Class version issues with RMI-IIOP

Remote Method Invocation over IIOP (RMI-IIOP) is the communication protocol used, in CICS, by both enterprise beans and CORBA stateless objects. The information in this section therefore applies to both enterprise beans and CORBA stateless objects.

Java RMI is an object-by-value protocol. This means that whenever a Java object is used as a parameter on a method call what actually gets sent on the wire is the object state. The same is true of return types and exceptions. This state is a “serialized” Java object. The state can be de-serialized by the remote JVM to create a new copy of the original object in the remote JVM. The serialized state contains, among other things, a version number to indicate the version of the class that the state represents. In order for the serialized object to be de-serialized by the remote JVM, it is necessary for the same version of the class file to be present at each end of the IIOP connection. If the remote JVM cannot understand the object state, it will probably cause the following exception to be thrown:
java.rmi.MarshalException:unable to read from underlying bridge
(This exception may be thrown for other reasons too.)

When you create a class in Java it is possible to provide your own customised serialization mechanism. Using this mechanism, you can handle versioning of your classes explicitly, rather than rely on Java's default serialization process. Moreover, if you provide a custom serialization mechanism you can achieve significant performance savings over the default mechanism. If you want to take advantage of custom serialization, your objects must implement the java.io.Externalizable interface.

Often the objects that must be serialized are instances of classes from the standard Java class library. These usually do not change from one version of Java to the next, but if they do it can lead to the kind of problem described above. In order to minimize these problems, it is recommended that you use the same version of Java on the partner machines as CICS uses. For example, between Java 1.3.1 and Java 1.4 the java.lang.Throwable class changed significantly. This class is the super-type of all exceptions in Java and thus many exceptions serialized by Java 1.4.1 and later cannot be de-serialized by older versions of Java.

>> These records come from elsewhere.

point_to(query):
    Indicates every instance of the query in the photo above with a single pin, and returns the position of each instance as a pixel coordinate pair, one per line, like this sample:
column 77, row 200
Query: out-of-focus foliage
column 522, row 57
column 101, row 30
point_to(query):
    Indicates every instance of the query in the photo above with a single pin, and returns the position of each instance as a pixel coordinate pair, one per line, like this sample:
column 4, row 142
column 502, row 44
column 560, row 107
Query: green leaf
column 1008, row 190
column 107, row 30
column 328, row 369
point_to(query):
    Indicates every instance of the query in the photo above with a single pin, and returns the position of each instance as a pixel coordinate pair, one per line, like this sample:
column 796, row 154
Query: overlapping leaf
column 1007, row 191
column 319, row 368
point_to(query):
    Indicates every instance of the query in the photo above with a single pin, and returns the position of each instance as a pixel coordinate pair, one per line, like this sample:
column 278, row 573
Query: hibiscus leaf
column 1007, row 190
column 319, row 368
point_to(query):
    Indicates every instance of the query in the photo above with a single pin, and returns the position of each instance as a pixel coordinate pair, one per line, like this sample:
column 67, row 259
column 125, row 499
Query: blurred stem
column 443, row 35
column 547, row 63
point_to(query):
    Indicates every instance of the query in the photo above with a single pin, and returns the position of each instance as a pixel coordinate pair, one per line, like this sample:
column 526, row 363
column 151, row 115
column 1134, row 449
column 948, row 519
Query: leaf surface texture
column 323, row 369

There is a mechanism in CORBA that is used by many ORBs to get around the problem of version changes in classes. Unfortunately, that mechanism does not fully work in CICS because it involves affinities between the partner ORB and the JVM in CICS. Multiple RMI-IIOP calls to the same CORBA object in CICS are likely to be processed in different JVMs. This means that affinities are not supported and that the mechanism for avoiding class versioning issues does not work in CICS. CICS applications suffer from this problem only when sending serialized objects to a remote JVM. If a remote JVM sends a serialized object to CICS, CICS can use the standard CORBA mechanism to cope with any version incompatibilities.

If you experience this kind of problem and are unable to change the version of Java in use at the partner platform, it is recommended that the application be changed to use a datatype that does not cause versioning issues.